そんな小畑さんとバディのようにして、設立時からワインづくりに携わっているのが工場長の赤尾さん。赤尾さんは設立時19歳。宮崎県出身で地元の高校を卒業後、第三セクターのワイン技師の公募に応募しました。「寿司職人とか、手に職をつけたかった」と語る赤尾さん。自分で釣った魚をさばいて寿司を握ったり、ベーコンを自分で作ったりするという職人気質っぷり。毎月ブドウ畑の土壌分析をし、雨で土の養分が流れてしまわないよう、畑の草刈りのタイミングを計り、堆肥を用いて土質を良くするなど、日々トライと研究を重ね、現在14品種ものブドウを育てています。2006年にはオーストラリアのワイナリーに派遣される醸造家の日本代表として選出されました。「30年やってるけど、毎年”あぁしたい、こうしたい”と欲求は尽きないですね。」と楽しそうに話してくださいました。
設立からしばらくは小畑さんと赤尾さん2人でほとんどの仕事をこなしていたため、醸造設備も2人で回せるよう様々に工夫したそうです。工場内で、リモコンを付けたポンプや、一人で重たい樽をひっくり返せるよう自作した装置を見せて頂きました。好奇心旺盛な小畑社長と、職人肌の赤尾さんの成せる業です。
ここ都農でしかつくれない唯一無二のワイン
雨が多く台風が来る場所でのブドウづくりを諦めなかった先人たちと、その想いを継いだ都農ワインは、都農という土地の特徴を活かしたブドウづくり、ワインづくりを確立してきました。

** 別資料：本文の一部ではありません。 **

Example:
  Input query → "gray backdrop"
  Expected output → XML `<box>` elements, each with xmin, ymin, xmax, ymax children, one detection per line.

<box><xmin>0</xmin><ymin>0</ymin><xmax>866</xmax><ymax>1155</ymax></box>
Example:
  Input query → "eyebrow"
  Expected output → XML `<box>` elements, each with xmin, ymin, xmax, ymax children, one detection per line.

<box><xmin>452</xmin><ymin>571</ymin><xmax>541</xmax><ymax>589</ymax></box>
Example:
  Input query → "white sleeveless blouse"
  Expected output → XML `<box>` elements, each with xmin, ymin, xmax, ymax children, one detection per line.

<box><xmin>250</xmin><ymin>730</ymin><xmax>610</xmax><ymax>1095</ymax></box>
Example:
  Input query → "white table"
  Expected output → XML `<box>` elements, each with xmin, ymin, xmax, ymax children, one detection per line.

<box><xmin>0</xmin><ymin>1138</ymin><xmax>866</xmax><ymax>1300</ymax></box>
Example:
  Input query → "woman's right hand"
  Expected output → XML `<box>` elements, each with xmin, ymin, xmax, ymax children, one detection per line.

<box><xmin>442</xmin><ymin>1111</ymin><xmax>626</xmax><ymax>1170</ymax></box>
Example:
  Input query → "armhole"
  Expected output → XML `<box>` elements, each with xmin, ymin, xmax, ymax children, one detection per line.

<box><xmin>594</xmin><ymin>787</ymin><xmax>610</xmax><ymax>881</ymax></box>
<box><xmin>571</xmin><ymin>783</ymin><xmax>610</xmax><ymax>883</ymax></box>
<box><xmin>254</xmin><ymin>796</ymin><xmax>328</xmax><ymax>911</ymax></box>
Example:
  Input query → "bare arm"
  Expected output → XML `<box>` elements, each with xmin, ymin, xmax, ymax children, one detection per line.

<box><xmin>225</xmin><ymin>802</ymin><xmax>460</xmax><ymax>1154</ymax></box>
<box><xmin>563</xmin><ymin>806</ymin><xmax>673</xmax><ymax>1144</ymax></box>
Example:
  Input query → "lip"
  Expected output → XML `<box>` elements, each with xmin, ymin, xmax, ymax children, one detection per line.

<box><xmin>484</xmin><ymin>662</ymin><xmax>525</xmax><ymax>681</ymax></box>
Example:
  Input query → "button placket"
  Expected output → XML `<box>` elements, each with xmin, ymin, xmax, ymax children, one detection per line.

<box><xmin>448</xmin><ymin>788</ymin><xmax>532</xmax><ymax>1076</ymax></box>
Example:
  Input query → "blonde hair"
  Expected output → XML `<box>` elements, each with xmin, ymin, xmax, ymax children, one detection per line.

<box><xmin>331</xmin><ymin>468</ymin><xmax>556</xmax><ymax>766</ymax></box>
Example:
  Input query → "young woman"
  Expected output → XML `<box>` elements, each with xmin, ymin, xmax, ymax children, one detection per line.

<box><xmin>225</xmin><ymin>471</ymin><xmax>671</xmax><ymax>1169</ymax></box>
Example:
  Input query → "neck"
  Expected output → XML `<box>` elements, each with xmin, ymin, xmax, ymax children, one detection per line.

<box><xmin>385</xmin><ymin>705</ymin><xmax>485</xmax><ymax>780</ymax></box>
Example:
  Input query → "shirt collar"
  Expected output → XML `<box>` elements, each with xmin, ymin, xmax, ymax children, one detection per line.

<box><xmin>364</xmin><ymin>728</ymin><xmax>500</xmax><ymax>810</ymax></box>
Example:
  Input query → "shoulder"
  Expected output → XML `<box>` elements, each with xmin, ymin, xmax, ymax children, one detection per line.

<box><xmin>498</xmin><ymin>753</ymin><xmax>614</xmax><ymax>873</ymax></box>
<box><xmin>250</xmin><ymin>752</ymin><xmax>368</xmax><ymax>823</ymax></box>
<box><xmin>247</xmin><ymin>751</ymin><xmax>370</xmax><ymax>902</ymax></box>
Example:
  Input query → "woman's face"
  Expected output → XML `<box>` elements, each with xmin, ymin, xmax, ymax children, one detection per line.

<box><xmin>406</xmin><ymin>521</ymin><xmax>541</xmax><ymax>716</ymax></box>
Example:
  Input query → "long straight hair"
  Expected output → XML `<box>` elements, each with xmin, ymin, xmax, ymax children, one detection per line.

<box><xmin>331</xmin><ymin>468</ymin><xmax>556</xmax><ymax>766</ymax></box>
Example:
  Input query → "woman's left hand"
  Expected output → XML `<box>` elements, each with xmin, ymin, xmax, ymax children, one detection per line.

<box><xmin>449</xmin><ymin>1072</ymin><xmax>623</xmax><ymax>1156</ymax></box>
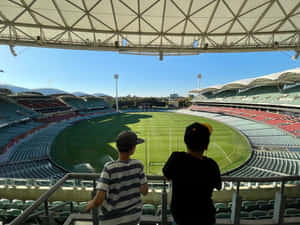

冬が短く春の芽吹きが早いので台風の前に収穫を終えられます。また、日照時間が長くブドウの風味を高めてくれます。畑の土壌は地層になっていて、大昔に火山が噴出し固まった岩が基盤なった硬い土壌の上に、黒く柔らかい土壌があり、程よい水分と充分なミネラルでブドウを育てます。
お二人と話していると、温暖な宮崎の土地がむしろブドウ栽培に適しているように思えてきます。そして何より、都農という町と自分たちのブドウ畑に対する愛情をたっぷりと感じます。都農ワインは、定説を覆すというよりは、定説や常識なんて元から気にせずに、都農ならではの「みんなのワイン」をつくるため迷いなく突き進んできたワイナリーなのです。
都農ワインのワインは、どこか南国を感じさせる香りが特徴的です。宮崎の暖かな気候や、朗らかな宮崎県民の人柄がワインに現れている気がします。特に、キャンベルアーリーというブドウ品種のワインは、小畑社長いわく「都農のソウルワイン」。明るく輝くバラ色のワインがグラスに注がれた時の「わぁ!きれい!」という印象そのままの味わいです。いつか是非あなたも、都農町に訪れ、海と空と陽気に包まれて、都農のソウルワインと名物のチキン南蛮を堪能してみてください。